Remember beloved chef extraordinaire, Julia Child, who had her own TV cooking show back-in-the-day? Well, this grand cook used to wash raw chickens right before cooking them because she thought doing so would get rid of the germs. However, the idea of rinsing chicken is still debated today among many cooking pros. Many of us old schoolers wash our chickens because we have been taught to do so but are we wrong?
According to the Food Safety and Inspection Service of the United States Department of Agriculture (USDA), properly cooking a chicken to the right temperature will kill any bacteria. The agency also stresses how washing raw poultry in your kitchen sink and under running water is a VERY bad idea. If germs were visible, you would see that washing poultry just splashes raw chicken juice bacteria on anything that is nearby–kitchen sponges, utensils, sinks, countertops, faucet handles and clothing.

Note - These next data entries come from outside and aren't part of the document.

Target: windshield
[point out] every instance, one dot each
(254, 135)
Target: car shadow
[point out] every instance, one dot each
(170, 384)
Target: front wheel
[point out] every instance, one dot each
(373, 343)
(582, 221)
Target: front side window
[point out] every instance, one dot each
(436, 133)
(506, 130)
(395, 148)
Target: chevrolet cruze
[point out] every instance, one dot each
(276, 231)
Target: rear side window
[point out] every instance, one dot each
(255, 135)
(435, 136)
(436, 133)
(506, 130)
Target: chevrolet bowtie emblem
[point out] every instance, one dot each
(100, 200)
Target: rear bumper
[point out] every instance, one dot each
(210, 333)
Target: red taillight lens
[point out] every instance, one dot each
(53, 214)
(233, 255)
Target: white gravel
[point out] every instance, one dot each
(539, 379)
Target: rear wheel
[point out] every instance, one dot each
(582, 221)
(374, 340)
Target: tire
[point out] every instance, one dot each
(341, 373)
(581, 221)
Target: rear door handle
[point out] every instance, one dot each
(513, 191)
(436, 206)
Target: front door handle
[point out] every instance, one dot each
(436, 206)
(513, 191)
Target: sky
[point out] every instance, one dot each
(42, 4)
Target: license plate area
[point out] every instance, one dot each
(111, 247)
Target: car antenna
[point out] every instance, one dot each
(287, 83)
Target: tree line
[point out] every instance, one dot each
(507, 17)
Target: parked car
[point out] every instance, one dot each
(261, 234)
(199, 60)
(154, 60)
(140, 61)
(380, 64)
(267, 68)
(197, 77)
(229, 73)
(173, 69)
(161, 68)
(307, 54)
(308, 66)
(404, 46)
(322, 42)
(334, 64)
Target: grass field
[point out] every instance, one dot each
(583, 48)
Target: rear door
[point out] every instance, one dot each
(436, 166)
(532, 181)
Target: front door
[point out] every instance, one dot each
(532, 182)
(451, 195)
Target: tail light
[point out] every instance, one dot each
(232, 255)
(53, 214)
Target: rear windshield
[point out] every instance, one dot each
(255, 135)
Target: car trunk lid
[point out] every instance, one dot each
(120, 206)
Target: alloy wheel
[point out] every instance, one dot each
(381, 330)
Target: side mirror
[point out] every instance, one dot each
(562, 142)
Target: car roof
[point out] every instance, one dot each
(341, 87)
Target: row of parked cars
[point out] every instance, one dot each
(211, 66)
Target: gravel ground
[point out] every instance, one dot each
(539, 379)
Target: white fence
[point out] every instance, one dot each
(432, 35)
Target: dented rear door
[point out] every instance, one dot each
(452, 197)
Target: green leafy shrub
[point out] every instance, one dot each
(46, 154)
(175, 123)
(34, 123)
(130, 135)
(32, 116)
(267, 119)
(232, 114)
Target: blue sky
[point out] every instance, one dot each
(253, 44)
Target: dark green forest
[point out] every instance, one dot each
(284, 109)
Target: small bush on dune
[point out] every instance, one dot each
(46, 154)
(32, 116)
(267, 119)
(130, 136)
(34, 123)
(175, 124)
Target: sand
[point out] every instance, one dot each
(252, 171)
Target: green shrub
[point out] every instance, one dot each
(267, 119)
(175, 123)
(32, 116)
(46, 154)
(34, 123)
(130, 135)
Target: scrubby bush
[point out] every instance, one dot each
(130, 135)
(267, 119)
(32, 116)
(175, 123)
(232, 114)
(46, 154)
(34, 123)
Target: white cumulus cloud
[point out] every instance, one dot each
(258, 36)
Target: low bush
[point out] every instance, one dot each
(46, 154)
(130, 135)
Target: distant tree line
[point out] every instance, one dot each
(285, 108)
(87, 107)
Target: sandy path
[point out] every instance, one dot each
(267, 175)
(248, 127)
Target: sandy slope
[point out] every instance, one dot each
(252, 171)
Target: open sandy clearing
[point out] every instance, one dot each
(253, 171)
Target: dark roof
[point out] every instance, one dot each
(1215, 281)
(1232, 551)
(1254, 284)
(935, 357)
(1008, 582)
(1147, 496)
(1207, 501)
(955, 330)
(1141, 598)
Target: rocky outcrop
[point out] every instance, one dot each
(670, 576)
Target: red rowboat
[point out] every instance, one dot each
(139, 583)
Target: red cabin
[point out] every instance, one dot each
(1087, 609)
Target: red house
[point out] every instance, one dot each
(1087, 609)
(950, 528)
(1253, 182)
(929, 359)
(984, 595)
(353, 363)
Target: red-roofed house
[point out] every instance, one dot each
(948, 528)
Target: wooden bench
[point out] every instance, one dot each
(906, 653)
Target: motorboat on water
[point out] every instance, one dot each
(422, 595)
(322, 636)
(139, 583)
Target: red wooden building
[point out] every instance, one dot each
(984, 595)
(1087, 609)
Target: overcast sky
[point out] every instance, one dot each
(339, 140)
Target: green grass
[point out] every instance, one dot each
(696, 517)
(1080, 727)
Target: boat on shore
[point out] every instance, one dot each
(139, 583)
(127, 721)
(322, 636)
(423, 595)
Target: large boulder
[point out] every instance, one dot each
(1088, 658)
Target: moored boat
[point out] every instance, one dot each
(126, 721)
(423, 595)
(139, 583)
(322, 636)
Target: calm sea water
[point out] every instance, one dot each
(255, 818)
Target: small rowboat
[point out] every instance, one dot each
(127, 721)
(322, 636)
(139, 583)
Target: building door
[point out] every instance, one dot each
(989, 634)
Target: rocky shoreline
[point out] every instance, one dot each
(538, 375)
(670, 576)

Water can travel super fast in every direction and only a very small amount of the bacteria salmonella is needed to cause a foodborne illness or food poisoning. Salmonella poisoning can cause fever, severe diarrhea (sometimes bloody), stomach cramps, dehydration, headache and sometimes vomiting for between two and five days. In certain cases, however, it can also lead to more serious illnesses in older adults and in those who have weakened immune systems.

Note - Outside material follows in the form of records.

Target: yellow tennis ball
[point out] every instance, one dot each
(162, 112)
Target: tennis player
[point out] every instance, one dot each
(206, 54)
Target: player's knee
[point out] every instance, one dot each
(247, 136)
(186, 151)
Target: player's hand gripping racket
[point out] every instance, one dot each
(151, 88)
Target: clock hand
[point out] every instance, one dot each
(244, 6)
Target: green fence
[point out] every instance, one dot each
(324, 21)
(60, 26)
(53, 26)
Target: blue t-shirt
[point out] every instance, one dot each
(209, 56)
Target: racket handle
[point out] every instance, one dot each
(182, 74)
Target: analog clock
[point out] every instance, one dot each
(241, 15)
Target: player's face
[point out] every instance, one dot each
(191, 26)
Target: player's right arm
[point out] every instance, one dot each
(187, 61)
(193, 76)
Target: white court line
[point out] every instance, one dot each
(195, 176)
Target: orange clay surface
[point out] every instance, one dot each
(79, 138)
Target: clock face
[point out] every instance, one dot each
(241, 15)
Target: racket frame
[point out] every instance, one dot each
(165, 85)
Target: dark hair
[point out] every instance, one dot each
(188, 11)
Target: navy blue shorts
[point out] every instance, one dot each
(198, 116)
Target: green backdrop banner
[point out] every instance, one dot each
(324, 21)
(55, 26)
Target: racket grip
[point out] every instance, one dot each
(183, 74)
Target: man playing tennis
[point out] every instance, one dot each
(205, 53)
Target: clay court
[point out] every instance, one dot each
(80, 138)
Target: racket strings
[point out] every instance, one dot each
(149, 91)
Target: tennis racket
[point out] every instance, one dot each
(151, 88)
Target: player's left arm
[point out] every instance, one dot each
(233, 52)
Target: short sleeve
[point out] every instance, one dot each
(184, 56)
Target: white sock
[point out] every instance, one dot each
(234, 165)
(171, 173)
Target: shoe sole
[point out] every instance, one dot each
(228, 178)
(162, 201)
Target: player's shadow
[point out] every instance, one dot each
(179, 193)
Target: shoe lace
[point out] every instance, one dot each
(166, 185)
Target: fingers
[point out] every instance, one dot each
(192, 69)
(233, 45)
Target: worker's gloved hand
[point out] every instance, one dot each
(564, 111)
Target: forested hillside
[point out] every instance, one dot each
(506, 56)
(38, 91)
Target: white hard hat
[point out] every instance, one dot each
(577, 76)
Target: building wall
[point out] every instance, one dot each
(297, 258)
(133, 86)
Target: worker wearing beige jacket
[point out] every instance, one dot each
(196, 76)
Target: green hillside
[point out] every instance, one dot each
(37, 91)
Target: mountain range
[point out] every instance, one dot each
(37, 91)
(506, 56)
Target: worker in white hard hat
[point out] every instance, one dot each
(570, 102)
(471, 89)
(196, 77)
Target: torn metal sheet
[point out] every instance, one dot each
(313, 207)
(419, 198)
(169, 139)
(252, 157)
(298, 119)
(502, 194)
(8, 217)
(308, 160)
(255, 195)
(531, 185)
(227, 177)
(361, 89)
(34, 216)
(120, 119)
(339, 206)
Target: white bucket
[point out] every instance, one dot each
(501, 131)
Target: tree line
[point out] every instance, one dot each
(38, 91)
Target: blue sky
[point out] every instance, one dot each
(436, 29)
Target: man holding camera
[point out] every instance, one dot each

When handling poultry it is imperative to practice safety. Here are a few poultry safety handling tips from the Centers for Disease Control and Prevention:
- Wash hands with warm, soapy water for 20 seconds before and after handling uncooked poultry and their juices.
- Wash utensils, cutting boards, dishes, and countertops with hot, soapy water after preparing each food item and before you go on to prepare the next item.
- Sanitize food contact surfaces with a freshly made solution of one tablespoon of unscented, liquid chlorine bleach in one gallon of water.
- Cook 165°F for poultry (chicken, turkey, duck), including ground chicken and ground turkey
If all of the warnings about washing chicken has not convinced you to stop doing so, try a safer method that is recommended by Argyris K. Magoulas, a USDA technical information services specialist. If you want to remove excess sodium (many commercially produced chickens have added sodium to help preserve the meat and remove blood), it’s OK to soak it in water — so the juices don’t splash — and leave it in the refrigerator for no more than two hours before cooking.